Zu einem Vortrag „Intensive Landwirtschaft und Artenschutz – wie verträgt sich das?“ hatte die SPD- Butzbach in der letzten Woche eingeladen. Zahlreiche Gäste und Fachleute waren im Dorfgemeinschaftshaus Butzbach-Ostheim waren – unter Beachtung der Coronaschutz und – abstandsregeln – erschienen. Zielpunkt des Vortrags war es, Möglichkeiten der Verbesserung des Artenschutzes in der Wetterau aufzuzeigen.

„Gibt es noch genügend Wohnraum für die ́wilden` Tiere in unserer Heimat?“ Mit dieser bildhaften und zugleich drängenden Frage eröffnete der stellv. Vorsitzende Hubert Meyer den Abend und skizzierte das Spannungsfeld, in dem sich das Thema bewegt: Der Lebensraum für die wildwachsende Flora und Fauna wird in der Wetterau immer knapper.
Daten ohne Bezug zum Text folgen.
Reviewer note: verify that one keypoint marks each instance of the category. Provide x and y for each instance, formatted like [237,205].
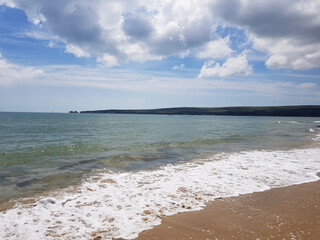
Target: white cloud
[215,49]
[288,31]
[108,60]
[233,66]
[176,67]
[77,51]
[12,73]
[290,54]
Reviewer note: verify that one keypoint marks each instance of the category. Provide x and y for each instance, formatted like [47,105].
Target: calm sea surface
[40,151]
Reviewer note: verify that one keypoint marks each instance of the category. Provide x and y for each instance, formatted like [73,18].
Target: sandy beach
[282,213]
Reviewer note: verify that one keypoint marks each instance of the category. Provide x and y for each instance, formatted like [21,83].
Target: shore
[282,213]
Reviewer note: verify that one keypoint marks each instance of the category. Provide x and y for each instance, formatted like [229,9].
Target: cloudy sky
[99,54]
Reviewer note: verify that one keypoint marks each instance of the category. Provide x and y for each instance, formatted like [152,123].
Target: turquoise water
[43,151]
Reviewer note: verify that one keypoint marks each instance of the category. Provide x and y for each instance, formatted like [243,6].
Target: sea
[80,176]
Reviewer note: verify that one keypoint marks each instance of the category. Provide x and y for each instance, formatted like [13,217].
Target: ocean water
[85,175]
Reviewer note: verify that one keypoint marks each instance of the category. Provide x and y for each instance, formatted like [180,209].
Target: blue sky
[84,55]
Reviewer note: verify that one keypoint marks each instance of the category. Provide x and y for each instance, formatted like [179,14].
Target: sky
[63,55]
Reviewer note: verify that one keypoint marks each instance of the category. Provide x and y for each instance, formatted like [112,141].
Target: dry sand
[283,213]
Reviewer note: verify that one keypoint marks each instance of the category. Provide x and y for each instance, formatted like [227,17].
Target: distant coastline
[285,111]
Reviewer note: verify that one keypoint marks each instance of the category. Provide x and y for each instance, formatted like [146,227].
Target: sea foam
[120,205]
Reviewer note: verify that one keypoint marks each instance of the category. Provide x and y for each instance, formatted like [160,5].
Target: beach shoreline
[291,212]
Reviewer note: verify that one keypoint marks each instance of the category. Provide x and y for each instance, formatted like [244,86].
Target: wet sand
[283,213]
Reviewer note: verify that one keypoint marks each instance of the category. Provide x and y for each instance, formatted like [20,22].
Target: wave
[120,205]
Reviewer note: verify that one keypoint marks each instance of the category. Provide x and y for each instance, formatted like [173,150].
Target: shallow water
[127,170]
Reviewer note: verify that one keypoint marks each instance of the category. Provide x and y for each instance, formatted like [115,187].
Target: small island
[285,111]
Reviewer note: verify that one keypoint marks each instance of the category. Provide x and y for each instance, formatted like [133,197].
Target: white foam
[120,205]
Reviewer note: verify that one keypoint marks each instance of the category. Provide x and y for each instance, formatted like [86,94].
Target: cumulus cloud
[215,49]
[13,73]
[176,67]
[233,66]
[140,30]
[288,30]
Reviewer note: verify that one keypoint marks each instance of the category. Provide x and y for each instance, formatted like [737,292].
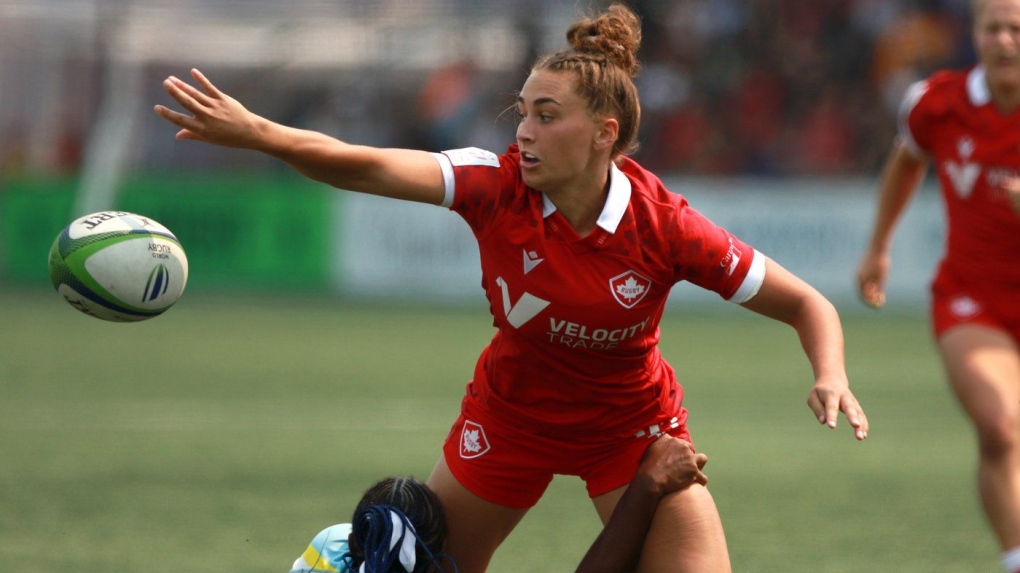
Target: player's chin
[533,179]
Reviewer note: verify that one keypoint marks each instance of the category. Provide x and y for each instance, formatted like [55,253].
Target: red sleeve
[712,258]
[480,185]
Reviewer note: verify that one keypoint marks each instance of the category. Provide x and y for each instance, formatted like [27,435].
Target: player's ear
[607,134]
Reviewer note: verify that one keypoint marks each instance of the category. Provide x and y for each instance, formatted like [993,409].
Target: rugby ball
[118,266]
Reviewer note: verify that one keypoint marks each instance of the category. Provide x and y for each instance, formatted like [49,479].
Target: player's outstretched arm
[215,117]
[785,298]
[901,177]
[669,465]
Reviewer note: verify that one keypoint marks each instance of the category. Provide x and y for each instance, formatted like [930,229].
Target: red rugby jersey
[577,317]
[950,117]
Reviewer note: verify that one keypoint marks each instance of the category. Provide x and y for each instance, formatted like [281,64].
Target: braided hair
[399,526]
[603,54]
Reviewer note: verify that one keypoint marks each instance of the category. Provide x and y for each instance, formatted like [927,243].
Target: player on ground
[399,525]
[967,123]
[579,248]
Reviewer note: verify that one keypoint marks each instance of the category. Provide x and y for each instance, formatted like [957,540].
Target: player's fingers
[831,411]
[815,403]
[207,86]
[174,117]
[701,460]
[858,419]
[194,93]
[172,86]
[871,292]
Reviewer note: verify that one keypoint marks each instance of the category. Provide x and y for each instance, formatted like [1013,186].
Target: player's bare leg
[983,366]
[685,535]
[476,526]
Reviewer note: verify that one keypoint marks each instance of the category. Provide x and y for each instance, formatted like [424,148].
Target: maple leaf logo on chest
[628,289]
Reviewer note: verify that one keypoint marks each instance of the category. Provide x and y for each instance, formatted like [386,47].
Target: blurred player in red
[400,525]
[968,124]
[579,248]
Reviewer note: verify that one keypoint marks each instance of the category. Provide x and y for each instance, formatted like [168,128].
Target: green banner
[241,232]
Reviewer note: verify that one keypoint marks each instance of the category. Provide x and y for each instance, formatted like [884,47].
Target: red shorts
[512,468]
[955,303]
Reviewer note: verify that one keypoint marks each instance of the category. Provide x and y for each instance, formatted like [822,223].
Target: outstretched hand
[871,276]
[829,397]
[215,117]
[671,464]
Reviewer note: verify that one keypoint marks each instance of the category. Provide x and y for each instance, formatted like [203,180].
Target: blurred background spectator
[750,88]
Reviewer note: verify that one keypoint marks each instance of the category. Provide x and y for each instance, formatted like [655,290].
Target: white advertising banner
[818,229]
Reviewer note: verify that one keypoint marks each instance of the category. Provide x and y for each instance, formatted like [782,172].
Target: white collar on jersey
[616,203]
[977,87]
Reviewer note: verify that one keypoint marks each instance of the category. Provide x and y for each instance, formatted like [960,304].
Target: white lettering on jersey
[472,156]
[963,176]
[527,307]
[531,260]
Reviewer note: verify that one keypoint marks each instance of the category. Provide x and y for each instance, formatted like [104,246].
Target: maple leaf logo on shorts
[472,440]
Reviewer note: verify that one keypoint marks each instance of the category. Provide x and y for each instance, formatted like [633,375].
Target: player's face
[556,133]
[997,37]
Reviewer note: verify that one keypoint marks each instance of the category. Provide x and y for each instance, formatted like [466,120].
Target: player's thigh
[476,527]
[983,368]
[685,535]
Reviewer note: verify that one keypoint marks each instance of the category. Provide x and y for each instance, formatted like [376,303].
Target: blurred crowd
[757,88]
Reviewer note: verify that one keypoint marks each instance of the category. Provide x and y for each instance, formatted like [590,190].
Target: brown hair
[603,54]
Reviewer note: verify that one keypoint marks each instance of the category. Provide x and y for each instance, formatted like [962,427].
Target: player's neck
[582,206]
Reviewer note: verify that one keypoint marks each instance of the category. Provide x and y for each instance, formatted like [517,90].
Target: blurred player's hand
[671,465]
[871,276]
[1012,187]
[216,117]
[831,395]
Die Wetterau sei eine sowohl städtebaulich, als auch gewerblich und industriell, als auch landwirtschaftlich intensiv genutzte Landschaft! All die obengenannten Nutzungsarten konkurrieren miteinander: Was bleibt denn da noch für den Arten- bzw. den Wildlebensschutz ?

Diplom Agrarwissenschaftler Ralf Eichelmann, der heute Fachstellenleiter der Abteilung Landwirtschaft im Bereich Agrarförderung und Agrarumwelt beim Wetteraukreis in Friedberg ist, eröffnete seinen Vortrag, in dem er dieses Spannungsfeld noch durch fünf weitere, eine Lösung noch verschärfende, Faktoren ergänzte:

1. Wir verbrauchen für unseren Lebensmittelkonsum in der Bundesrepublik Deutschland an Menge, Vielfalt und Qualität viel mehr Ackerland, Wiesen und Gewässer als in unseren heimischen Gefilden

zur Verfügung steht! Jeder Bundesbürger (ver-)braucht für seine Ernährung pro Kopf mindestens 4200 qm fruchterzeugende Fläche (in Deutschland zur Verfügung stehen aber nur 1500 qm pro Kopf). D.h., um unsere Ernährung zu decken, müssen wir Millionen von Hektar an Agrarland in Anspruch nehmen, das wir hier nicht haben. Deutschland ist zwar auch Exporteur von Lebensmittel, aber für alle europäischen Länder gilt, dass sie in der Differenz ohne die Flächen in z.B. Süd- und Mittelamerika (Soja, Bananen, Orangen, Kaffee, Fleisch) und z.B. In Indonesien (z.B. Palmöl) u.a. Ländern nicht auskommen.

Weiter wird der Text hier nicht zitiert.